Italy’s romantic gaze is hardly new. Rocha turns instead to the 20th century, when a young English girl met Florence and the idea of liberation that came bundled with its specific kind of romance, from E.M. Forster’s A Room With a View (1908) to its 1985 Merchant Ivory adaptation. In 2026, that girl becomes a boy. England loosens slightly in definition, and Florence does not. Rocha’s version of the story arrives at the Teatro della Pergola, commonly cited as the country’s oldest active opera house, through a 38-piece collection. Instead of occupying its red velvet seats, the designer left them completely empty. Of course, every show needs its guests, even in Italy.
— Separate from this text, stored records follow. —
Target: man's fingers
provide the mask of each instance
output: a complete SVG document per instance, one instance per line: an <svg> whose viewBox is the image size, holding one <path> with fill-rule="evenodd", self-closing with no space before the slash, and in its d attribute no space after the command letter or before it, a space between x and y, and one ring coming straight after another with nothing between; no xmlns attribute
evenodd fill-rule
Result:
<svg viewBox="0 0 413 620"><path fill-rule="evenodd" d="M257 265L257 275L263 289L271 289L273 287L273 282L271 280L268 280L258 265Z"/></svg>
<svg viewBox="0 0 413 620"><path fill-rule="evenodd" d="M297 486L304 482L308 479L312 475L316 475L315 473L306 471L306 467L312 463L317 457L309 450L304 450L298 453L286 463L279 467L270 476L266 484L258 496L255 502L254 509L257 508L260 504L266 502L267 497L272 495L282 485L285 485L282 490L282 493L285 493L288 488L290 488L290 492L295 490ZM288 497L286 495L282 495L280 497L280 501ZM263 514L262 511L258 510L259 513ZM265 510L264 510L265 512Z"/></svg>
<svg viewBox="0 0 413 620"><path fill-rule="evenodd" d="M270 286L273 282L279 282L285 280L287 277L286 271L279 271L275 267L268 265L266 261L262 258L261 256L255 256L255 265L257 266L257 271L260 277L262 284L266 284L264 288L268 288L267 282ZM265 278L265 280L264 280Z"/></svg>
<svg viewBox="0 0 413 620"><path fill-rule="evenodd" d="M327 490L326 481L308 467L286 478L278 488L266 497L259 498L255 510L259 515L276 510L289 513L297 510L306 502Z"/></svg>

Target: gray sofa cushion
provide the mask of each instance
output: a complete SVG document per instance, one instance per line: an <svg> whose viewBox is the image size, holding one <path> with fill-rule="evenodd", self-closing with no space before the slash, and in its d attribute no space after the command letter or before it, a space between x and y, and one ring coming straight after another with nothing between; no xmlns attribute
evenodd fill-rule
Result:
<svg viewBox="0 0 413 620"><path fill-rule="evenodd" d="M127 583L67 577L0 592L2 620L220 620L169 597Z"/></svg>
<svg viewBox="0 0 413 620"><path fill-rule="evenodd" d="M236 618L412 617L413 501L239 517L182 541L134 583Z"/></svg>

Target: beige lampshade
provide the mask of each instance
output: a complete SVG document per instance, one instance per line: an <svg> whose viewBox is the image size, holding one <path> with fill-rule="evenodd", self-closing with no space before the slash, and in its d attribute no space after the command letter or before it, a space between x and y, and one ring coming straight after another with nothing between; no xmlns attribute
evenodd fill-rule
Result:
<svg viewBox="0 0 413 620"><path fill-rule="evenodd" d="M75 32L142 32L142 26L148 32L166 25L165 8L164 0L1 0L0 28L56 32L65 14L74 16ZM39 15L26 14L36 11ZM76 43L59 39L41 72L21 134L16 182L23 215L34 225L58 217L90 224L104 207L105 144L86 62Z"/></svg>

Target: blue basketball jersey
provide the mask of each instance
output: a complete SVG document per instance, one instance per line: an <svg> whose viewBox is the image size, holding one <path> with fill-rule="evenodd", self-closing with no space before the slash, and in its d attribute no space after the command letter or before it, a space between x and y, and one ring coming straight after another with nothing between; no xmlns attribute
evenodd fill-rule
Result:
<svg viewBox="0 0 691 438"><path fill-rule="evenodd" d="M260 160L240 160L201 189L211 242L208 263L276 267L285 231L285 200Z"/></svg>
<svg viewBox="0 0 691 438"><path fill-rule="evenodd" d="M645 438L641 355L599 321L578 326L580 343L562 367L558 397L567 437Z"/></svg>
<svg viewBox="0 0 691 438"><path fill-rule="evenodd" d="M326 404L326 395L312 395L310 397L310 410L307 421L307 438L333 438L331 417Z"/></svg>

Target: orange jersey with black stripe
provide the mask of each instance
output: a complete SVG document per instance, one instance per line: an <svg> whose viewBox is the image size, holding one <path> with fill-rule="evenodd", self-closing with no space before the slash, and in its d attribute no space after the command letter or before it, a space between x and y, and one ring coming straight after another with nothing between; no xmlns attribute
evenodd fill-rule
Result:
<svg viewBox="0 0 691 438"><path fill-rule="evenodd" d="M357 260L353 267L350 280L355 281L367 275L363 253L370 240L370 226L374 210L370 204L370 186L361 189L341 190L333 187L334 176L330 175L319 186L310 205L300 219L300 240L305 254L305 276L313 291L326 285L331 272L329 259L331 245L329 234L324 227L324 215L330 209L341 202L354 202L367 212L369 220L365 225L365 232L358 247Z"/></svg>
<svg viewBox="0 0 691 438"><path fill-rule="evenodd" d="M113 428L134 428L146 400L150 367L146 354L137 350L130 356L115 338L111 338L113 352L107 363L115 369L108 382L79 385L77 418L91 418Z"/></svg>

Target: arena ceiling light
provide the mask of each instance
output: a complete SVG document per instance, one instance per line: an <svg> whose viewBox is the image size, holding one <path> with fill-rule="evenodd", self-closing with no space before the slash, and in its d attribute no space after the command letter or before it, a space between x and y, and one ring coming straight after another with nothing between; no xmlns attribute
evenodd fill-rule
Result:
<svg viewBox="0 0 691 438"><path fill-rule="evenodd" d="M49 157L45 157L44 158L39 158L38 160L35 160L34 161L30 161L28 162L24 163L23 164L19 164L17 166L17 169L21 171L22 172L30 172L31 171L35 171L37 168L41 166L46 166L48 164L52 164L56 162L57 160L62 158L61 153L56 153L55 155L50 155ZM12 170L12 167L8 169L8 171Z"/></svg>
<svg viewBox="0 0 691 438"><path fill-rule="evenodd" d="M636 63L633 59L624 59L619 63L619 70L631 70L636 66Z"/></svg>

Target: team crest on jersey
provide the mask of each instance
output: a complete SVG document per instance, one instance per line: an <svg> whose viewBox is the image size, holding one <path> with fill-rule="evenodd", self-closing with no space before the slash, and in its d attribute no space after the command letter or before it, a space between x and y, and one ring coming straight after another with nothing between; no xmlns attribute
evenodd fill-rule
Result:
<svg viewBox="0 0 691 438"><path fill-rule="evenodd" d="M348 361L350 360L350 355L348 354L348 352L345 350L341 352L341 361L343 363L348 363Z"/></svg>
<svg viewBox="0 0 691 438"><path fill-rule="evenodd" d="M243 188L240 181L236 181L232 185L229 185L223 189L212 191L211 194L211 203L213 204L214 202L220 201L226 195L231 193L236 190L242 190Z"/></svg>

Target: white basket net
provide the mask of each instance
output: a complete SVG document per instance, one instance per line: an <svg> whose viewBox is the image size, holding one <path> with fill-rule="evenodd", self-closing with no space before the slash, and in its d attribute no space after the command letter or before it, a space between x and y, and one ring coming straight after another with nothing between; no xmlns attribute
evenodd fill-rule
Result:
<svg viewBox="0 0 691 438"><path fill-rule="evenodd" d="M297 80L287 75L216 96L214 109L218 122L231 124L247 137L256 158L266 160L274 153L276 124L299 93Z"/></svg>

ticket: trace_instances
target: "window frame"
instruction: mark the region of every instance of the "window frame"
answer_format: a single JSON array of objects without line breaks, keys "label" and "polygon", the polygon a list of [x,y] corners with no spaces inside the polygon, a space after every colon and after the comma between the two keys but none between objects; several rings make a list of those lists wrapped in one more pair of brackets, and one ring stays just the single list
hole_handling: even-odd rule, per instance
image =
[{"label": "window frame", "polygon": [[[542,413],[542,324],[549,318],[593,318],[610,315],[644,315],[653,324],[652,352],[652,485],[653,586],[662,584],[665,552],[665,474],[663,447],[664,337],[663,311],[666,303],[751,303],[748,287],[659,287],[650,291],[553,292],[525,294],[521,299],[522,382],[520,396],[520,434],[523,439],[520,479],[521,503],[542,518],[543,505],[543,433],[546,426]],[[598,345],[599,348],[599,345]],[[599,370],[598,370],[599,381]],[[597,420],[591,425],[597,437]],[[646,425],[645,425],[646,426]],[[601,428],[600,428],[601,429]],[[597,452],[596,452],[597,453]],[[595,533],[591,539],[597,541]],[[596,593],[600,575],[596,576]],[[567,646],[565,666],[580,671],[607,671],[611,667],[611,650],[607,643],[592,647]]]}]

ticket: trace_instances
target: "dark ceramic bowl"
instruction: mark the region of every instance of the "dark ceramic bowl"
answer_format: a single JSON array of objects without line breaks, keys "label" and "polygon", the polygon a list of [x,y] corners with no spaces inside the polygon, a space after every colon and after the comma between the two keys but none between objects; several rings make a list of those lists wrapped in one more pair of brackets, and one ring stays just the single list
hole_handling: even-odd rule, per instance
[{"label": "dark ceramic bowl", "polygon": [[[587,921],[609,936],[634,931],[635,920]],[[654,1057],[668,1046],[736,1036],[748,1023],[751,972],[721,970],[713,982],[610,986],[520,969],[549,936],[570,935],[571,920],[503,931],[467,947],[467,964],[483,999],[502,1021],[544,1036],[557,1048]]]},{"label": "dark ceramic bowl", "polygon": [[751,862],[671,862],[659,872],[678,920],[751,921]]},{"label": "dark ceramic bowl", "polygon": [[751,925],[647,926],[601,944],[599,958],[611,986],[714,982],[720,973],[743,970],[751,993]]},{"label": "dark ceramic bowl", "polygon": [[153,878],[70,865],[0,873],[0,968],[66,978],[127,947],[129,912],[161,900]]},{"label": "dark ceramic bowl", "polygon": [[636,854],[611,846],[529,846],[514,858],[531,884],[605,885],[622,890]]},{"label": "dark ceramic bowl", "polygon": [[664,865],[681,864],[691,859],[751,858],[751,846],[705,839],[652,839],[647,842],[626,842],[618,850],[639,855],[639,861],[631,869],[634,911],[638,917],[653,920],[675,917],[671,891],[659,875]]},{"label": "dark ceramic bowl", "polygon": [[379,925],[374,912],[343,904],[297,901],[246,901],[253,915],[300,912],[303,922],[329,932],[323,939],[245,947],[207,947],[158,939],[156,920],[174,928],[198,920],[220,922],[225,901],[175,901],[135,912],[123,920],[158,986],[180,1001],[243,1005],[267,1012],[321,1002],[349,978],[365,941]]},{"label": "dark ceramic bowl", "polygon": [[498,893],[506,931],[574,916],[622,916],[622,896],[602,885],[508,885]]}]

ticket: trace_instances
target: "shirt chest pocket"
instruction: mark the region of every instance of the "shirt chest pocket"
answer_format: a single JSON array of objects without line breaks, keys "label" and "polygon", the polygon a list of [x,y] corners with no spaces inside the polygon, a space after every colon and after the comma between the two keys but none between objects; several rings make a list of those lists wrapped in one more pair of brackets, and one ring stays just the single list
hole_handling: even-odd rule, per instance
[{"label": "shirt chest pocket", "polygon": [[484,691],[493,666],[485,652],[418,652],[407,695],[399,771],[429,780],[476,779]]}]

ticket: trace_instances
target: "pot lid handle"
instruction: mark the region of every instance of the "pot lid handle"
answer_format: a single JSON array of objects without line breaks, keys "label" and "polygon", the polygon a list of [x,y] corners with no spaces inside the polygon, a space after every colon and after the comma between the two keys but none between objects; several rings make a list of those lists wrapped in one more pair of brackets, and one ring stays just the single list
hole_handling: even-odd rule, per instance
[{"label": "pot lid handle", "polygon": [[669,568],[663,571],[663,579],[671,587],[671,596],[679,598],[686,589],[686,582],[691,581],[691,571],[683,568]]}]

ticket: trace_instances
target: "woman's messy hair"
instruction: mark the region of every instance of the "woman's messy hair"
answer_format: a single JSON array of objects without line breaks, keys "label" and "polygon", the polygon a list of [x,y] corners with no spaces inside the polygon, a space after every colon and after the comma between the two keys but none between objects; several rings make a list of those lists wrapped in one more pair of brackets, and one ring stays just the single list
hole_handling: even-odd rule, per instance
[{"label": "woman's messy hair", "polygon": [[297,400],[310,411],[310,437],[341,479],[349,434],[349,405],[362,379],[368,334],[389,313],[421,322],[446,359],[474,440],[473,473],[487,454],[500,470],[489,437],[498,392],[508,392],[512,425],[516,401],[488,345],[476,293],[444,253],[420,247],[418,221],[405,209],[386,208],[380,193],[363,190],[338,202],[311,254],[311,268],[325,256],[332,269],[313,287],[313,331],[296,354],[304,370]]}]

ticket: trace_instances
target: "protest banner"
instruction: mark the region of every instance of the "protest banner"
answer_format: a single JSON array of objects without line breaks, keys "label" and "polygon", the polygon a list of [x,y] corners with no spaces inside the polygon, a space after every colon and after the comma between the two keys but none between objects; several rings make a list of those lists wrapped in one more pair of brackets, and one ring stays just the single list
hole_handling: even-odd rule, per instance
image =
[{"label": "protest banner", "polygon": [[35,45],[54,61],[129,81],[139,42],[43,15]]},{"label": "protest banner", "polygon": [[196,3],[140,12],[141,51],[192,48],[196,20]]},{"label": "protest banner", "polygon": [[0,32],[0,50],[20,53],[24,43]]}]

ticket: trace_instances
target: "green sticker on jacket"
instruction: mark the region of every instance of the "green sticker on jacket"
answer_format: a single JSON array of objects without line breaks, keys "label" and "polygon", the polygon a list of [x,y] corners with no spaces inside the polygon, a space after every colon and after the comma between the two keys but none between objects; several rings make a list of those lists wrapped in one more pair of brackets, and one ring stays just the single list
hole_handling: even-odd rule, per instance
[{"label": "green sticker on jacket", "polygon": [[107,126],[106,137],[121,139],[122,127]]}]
The stage became the runway, ringed by them.

The collection, described by Rocha as a “character study”, seemed to be circling familiar menswear staples. Rugby shirts, roomy Oxford pants, glossy Oxford shoes (often broken by sharp appliqués), and crisp collars, nodding to the British Isles. Rocha’s man is, as expected, tender. That idea runs through the clothes: fragile tailoring, cotton aprons, Mary Janes, feather boas, glittering sequins, pearl buttons, and Edwardian ruffles (a useful point, perhaps, to revisit the film’s costume design).

Florals hold everything in place. Sourced from the insides of the theatre’s costume trunks, they reappear across embroidery, accessories, even bouquets moving down the runway. Cornflowers, once dismissed as field weeds, were recast in Victorian England and Romantic-era Europe as “Bachelor’s Buttons”, worn by young men in love. A wilting flower was read as love gone unanswered, a strong bloom, as proof of devotion. Rocha’s devotion shows itself in this man’s shifting faces. One minute he’s classic, the next he’s softened, the other he’s a child again, playing with blooms. That in-between state of boyhood surfaces through boxer shorts, cravats, broderie anglaise, gingham, and ribbons moving across the runway. The boy is not finished becoming.